To instance in myself: when young, I desired of fortune above all things the order of St. Michael, which was then the utmost distinction of honor amongst the French noblesse, and very rare. She pleasantly gratified my longing; instead of raising me and lifting me up from my own place to attain it, she was much kinder to me, for she brought it so low and and made it so cheap that it stooped down to my shoulders, and lower. Cleobis and Biton, Trophonius and Agamedes, having requested, the first of their goddess, the last of their god, a recompense worthy of their piety, had death for a reward; so differing are the heavenly opinions concerning what is fit for us from our own. God might grant us riches, honors, life, and health itself, sometimes to our hurt; for everything that is pleasing to us is not always good for us. If he send us death or an increase of sickness, instead of a cure: —

“Thy rod and thy staff have comforted me.”
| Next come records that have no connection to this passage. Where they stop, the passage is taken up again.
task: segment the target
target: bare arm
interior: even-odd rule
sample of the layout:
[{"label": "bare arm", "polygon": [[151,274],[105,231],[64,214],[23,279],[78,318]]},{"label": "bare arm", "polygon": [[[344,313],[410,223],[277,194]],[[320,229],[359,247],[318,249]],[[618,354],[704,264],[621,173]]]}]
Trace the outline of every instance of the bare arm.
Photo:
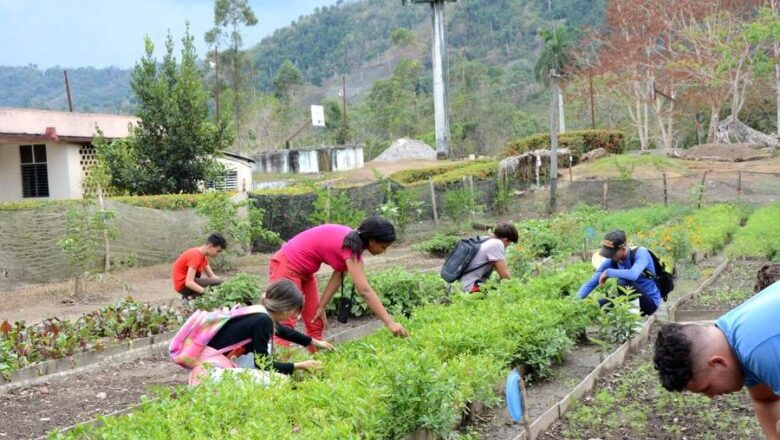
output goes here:
[{"label": "bare arm", "polygon": [[512,274],[509,273],[509,268],[506,266],[505,260],[494,261],[493,267],[496,269],[498,276],[500,276],[502,280],[508,280],[512,278]]},{"label": "bare arm", "polygon": [[330,280],[328,280],[328,284],[325,286],[325,290],[322,292],[320,306],[317,307],[317,311],[311,318],[311,322],[322,319],[323,329],[325,329],[328,325],[328,320],[325,319],[325,309],[328,307],[330,300],[333,299],[333,294],[336,293],[336,289],[339,288],[342,281],[344,281],[344,272],[338,272],[334,270],[333,274],[330,276]]},{"label": "bare arm", "polygon": [[349,276],[352,277],[352,283],[355,284],[355,290],[358,291],[366,300],[366,304],[374,312],[374,314],[385,323],[385,326],[395,336],[408,336],[409,332],[403,328],[402,325],[395,322],[392,316],[387,313],[385,306],[382,305],[382,301],[379,299],[379,295],[374,292],[371,285],[368,284],[366,279],[366,273],[363,269],[363,261],[355,260],[352,258],[347,259],[347,271]]},{"label": "bare arm", "polygon": [[780,396],[763,384],[751,387],[749,392],[767,440],[780,440]]},{"label": "bare arm", "polygon": [[204,293],[206,289],[203,287],[200,287],[198,283],[195,282],[195,274],[197,272],[193,267],[187,268],[187,276],[184,278],[184,286],[188,287],[190,290],[198,292],[198,293]]},{"label": "bare arm", "polygon": [[203,268],[203,272],[206,272],[206,276],[209,277],[209,278],[217,278],[217,279],[219,279],[218,276],[214,275],[214,272],[211,270],[211,265],[210,264],[207,264],[206,267]]}]

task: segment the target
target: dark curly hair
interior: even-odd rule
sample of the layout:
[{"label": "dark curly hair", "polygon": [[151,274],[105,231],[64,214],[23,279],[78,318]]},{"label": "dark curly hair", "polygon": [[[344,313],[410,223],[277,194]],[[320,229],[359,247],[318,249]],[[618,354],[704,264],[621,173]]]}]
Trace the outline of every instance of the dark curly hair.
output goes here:
[{"label": "dark curly hair", "polygon": [[692,344],[685,326],[666,324],[655,340],[653,365],[661,385],[668,391],[682,391],[693,377]]}]

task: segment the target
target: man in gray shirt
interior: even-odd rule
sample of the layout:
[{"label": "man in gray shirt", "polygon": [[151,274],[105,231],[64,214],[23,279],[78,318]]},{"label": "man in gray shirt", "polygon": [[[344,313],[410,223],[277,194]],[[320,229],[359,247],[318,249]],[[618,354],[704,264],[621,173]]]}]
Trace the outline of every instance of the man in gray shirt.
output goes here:
[{"label": "man in gray shirt", "polygon": [[460,282],[464,292],[479,292],[479,285],[490,277],[493,269],[501,279],[511,278],[506,265],[506,248],[511,243],[517,243],[519,234],[511,223],[500,223],[493,230],[493,235],[482,242],[479,251],[466,267]]}]

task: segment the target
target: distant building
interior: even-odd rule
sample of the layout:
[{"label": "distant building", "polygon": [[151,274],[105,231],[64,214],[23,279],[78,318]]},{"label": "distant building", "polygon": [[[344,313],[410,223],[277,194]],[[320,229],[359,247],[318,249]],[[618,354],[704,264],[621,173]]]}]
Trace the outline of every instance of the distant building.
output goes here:
[{"label": "distant building", "polygon": [[[0,202],[77,199],[82,181],[96,162],[92,144],[99,127],[111,141],[125,138],[135,116],[0,108]],[[226,190],[252,188],[252,159],[224,153]]]}]

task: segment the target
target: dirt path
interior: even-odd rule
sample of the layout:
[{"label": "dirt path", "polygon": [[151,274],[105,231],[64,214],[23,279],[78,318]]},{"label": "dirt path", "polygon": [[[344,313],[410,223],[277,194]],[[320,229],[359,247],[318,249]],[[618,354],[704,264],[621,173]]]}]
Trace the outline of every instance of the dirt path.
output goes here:
[{"label": "dirt path", "polygon": [[[399,243],[388,248],[385,254],[367,257],[367,270],[370,272],[390,267],[434,270],[440,267],[441,259],[428,258],[411,249],[415,241],[414,237],[416,236],[408,238],[407,243]],[[270,254],[241,257],[237,261],[236,272],[258,275],[264,283],[270,257]],[[329,268],[323,266],[318,277],[326,280],[329,276]],[[178,295],[171,286],[170,264],[113,272],[103,280],[93,280],[88,283],[87,292],[78,298],[71,294],[70,281],[0,291],[2,297],[0,321],[7,319],[34,323],[52,316],[73,319],[127,296],[148,303],[178,301]]]}]

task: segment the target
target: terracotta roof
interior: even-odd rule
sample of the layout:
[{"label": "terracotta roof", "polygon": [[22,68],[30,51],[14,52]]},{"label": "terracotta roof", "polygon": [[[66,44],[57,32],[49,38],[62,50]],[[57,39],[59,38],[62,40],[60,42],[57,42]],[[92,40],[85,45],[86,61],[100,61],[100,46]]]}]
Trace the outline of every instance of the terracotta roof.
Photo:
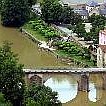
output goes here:
[{"label": "terracotta roof", "polygon": [[96,1],[89,1],[89,2],[87,3],[87,5],[90,6],[90,7],[99,6],[98,2],[96,2]]},{"label": "terracotta roof", "polygon": [[106,45],[99,45],[101,48],[102,52],[106,53]]},{"label": "terracotta roof", "polygon": [[100,30],[99,33],[106,35],[106,28],[104,30]]}]

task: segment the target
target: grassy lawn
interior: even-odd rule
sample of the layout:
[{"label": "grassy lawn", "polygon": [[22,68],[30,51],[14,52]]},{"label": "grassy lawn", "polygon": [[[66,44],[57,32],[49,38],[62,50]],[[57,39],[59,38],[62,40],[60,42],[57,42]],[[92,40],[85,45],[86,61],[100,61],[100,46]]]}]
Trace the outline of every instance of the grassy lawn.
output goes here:
[{"label": "grassy lawn", "polygon": [[23,28],[28,31],[30,34],[32,34],[35,38],[41,41],[47,41],[47,39],[42,36],[38,31],[35,31],[31,28],[31,24],[26,23]]},{"label": "grassy lawn", "polygon": [[92,61],[89,61],[88,59],[84,59],[81,56],[77,56],[77,55],[74,55],[74,54],[68,54],[67,52],[65,52],[63,50],[57,50],[56,52],[59,54],[59,56],[62,56],[62,57],[71,57],[72,60],[76,60],[76,61],[79,61],[81,63],[84,63],[85,65],[88,65],[89,67],[90,66],[93,66],[94,67],[94,64],[93,64]]}]

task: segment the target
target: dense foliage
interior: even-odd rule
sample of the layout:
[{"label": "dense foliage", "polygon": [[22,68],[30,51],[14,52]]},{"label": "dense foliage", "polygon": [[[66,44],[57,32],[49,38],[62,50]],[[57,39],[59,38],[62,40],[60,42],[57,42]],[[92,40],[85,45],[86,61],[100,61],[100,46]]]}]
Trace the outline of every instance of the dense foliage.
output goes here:
[{"label": "dense foliage", "polygon": [[82,22],[69,27],[69,29],[72,29],[73,32],[77,33],[78,37],[84,37],[84,40],[86,41],[94,41],[94,43],[98,43],[98,34],[100,30],[104,29],[106,17],[93,14],[88,17],[88,22],[92,25],[90,32],[86,32],[85,25]]},{"label": "dense foliage", "polygon": [[68,6],[62,6],[59,0],[44,0],[41,3],[41,18],[47,23],[76,24],[82,21],[81,16]]},{"label": "dense foliage", "polygon": [[[82,48],[75,42],[55,42],[54,45],[60,52],[63,52],[71,57],[77,65],[83,64],[83,67],[95,65],[91,59],[90,52],[87,48]],[[93,63],[93,64],[91,64]]]},{"label": "dense foliage", "polygon": [[42,20],[33,20],[28,23],[28,27],[30,27],[34,31],[38,31],[42,36],[47,39],[54,38],[58,36],[58,32],[55,31],[52,27],[49,27]]},{"label": "dense foliage", "polygon": [[37,0],[28,0],[28,3],[30,6],[32,6],[37,3]]},{"label": "dense foliage", "polygon": [[2,93],[0,93],[0,106],[12,106],[9,102],[6,102]]},{"label": "dense foliage", "polygon": [[32,84],[27,93],[26,106],[62,106],[57,92],[44,85]]},{"label": "dense foliage", "polygon": [[20,26],[30,16],[28,0],[3,0],[1,21],[5,26]]},{"label": "dense foliage", "polygon": [[9,43],[0,47],[0,91],[14,106],[21,106],[24,95],[23,65],[18,64]]}]

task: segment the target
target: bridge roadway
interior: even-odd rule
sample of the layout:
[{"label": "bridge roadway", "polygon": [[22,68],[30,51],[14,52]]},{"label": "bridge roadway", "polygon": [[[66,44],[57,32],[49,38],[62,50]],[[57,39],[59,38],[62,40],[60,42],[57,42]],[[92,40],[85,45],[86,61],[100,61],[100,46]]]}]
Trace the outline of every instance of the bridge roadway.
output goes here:
[{"label": "bridge roadway", "polygon": [[23,69],[26,74],[33,73],[106,73],[106,68],[41,68],[41,69]]}]

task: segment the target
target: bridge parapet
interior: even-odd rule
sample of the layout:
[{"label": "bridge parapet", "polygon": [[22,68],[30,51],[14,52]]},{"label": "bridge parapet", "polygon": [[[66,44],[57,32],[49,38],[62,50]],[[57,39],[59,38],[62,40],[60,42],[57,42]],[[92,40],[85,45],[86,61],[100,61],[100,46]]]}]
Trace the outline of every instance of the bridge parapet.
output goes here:
[{"label": "bridge parapet", "polygon": [[23,69],[25,73],[105,73],[106,68]]}]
He does it by the reasons of His providence, which better and more certainly discerns what is proper for us than we can do; and we ought to take it in good part, as coming from a wise and most friendly hand:

“If you wish advice, you will let the gods consider what is useful for us and our affairs, for man is dearer to them than he is to himself:”

for to require from them honors or commands is to ask them to throw you into a battle, set you upon a cast at dice, or something of the like nature, whereof the issue is to you unknown and the fruit doubtful.